Impfpass soll in den nächsten Monaten kommen | BR24 — EU-Gipfel

Gipfel-Runde im Januar Bild AFP

"Die politische Vorgabe ist, dass man das in den nächsten Monaten erreicht, ich habe ja von drei Monaten gesprochen", sagte die Merkel nach dem EU-Videogipfel laut der Deutschen Presse-Agentur.

Brüssel | Die Europäische Union treibt die Arbeit an einem einheitlichen Corona-Impfpass für einfacheres Reisen voran.

Die EU-Staats- und Regierungschefs stimmen am Donnerstagnachmittag in einer Videokonferenz ihr weiteres Vorgehen in der Corona-Pandemie ab.

Urlaubsländer wie Griechenland wünschen sich ein solches Zertifikat, das Geimpften das grenzüberschreitende Reisen ermöglichen würde.

Momentan könnte er aber noch keine Rolle spielen, so Merkel, weil bisher ein zu geringer Teil der Bevölkerung immunisiert worden sei.

Zugleich wird auf bessere Absprachen für die Impfstoffproduktion in der EU gedrungen. "Wir wollen möglichst schnell zurück zur Normalität, unser altes Leben wiederhaben und ein Maximum an Freiheit". Er verwies dabei auf das Vorbild Israel, wo ein sogenannter grüner Pass nun auch Besuche in Fitnessstudios, Schwimmbäder, Theater oder Hotels ermöglicht. "Nun geht es um die möglichst rasche Umsetzung!"

"Das braucht seine Zeit", sagte ihrerseits EU-Kommissionspräsidentin von der Leyen. Es sei wichtig, dass die Erwartungen nicht "zu früh zu hoch" seien. Die Vorbereitungen würden mindestens drei Monate dauern. "Aber man muss sich ja vorbereiten", betonte Merkel. Der Impfpass könne zudem nicht alleine darüber bestimmen, wer reisen könne. "Darüber sind überhaupt noch keine politischen Entscheidungen getroffen".

Das Treffen der 27 EU-Regierungschefinnen und -chefs wird am Freitag fortgesetzt. Angedacht sind eine Datenbank zur Registrierung der Impfungen und ein personalisierter QR-Code für Geimpfte.

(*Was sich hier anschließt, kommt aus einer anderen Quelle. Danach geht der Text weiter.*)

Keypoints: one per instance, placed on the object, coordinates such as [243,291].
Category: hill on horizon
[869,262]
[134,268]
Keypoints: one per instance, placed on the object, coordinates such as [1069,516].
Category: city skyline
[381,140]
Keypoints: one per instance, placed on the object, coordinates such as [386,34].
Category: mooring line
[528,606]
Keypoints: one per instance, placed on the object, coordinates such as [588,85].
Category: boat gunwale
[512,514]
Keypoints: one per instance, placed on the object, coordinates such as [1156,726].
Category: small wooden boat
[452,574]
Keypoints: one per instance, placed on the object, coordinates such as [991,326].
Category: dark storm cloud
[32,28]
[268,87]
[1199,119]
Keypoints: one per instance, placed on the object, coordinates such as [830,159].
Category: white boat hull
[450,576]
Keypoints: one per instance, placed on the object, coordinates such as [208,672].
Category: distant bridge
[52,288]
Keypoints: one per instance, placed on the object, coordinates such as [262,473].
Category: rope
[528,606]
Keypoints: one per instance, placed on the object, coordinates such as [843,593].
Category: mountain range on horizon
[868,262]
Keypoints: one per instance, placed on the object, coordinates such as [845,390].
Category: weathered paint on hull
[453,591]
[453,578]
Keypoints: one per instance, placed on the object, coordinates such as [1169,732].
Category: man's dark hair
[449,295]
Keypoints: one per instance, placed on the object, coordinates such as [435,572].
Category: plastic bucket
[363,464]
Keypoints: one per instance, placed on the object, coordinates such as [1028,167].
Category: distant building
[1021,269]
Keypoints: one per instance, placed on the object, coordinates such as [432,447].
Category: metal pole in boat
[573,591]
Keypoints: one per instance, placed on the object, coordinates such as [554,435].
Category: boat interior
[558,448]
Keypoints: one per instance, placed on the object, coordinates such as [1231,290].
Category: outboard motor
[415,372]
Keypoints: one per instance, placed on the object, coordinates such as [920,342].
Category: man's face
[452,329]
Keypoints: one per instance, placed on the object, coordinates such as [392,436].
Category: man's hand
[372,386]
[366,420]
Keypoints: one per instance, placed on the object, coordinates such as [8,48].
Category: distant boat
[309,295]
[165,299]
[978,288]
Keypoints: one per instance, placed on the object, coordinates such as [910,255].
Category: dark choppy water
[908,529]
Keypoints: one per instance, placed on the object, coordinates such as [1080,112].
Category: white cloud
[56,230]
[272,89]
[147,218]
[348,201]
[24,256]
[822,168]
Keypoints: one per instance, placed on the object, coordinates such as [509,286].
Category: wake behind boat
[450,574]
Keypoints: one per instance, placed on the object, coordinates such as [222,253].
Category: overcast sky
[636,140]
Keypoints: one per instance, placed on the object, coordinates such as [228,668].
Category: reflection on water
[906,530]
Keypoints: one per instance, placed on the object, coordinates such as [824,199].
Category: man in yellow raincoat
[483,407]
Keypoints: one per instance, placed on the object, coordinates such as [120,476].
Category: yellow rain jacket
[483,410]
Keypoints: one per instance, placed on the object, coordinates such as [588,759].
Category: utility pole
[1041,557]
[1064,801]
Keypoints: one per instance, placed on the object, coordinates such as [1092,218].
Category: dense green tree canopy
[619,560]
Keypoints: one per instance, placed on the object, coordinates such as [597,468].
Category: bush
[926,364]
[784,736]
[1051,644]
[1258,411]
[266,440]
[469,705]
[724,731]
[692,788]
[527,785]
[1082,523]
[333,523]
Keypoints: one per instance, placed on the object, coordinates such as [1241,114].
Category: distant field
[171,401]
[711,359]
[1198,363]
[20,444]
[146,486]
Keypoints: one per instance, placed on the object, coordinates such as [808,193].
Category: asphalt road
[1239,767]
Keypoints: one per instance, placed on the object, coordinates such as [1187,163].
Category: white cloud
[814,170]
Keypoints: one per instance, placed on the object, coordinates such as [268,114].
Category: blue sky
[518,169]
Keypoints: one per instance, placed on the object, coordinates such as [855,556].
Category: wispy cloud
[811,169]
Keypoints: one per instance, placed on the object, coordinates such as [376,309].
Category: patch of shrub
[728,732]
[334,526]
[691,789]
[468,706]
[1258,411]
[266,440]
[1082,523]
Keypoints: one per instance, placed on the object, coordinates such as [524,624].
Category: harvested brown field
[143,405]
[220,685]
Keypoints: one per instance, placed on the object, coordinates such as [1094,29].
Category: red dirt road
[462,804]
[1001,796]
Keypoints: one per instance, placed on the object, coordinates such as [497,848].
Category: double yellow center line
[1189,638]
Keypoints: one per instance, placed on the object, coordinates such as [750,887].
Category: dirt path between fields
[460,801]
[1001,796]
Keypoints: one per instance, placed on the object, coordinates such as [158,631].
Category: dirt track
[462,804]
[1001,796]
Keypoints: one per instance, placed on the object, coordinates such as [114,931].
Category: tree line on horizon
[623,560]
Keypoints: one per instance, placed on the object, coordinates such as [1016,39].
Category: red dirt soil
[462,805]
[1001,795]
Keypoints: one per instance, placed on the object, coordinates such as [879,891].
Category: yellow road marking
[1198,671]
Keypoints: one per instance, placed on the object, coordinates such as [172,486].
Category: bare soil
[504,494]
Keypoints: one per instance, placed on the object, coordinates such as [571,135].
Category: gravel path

Morgen geht es auf der Video-Konferenz der EU-Staats- und Regierungschefs um Fragen der Sicherheit und Verteidigung.

In der Gipfelerklärung heißt es dazu weiter, die ergriffenen Maßnahmen müssten sicherstellen, dass "der Fluss von Waren und Dienstleistungen innerhalb des Binnenmarktes gewährleistet" sei. "Wir müssen daher strenge Einschränkungen aufrechterhalten und unsere Bemühungen intensivieren, um die Bereitstellung von Impfstoffen zu beschleunigen". Deshalb bemühen sich die Staats- und Regierungschefs der Gemeinschaft bei ihrem Videogipfel an diesem Donnerstag erneut um einen gemeinschaftlichen Ausweg aus der Krise.

Die EU-Kommission wurde vom Gipfel schließlich beauftragt, bis Juni einen Bericht zu erstellen, der bisherige Lektionen aus der Pandemie darstellen soll.

Die Impfkampagne soll sich weiter beschleunigen. Die EU-Kommission wolle dazu - ähnlich wie die Bundesregierung auf nationaler Ebene - eine Taskforce einrichten, hieß es in der Kommission. Ein "Mapping" soll mögliche zusätzliche Standorte für die Produktion in Europa identifizieren, hieß es in Delegationskreisen.

Strittige Themen des Gipfels waren auch die Grenzkontrollen sowie mögliche Exportverbote seitens der EU. Finnland, die Niederlande und Irland hätten sich für Grenzschließungen im Falle weiterer gefährlicher Virus-Mutationen ausgesprochen. Kurz plädierte dem Vernehmen nach für die Aufrechterhaltung "grüner Spuren" für Transporte und für den Binnenmarkt. Bei dem Gipfel geht es unter anderem darum, wie die EU-Staaten auf die Virusmutationen reagieren sollen.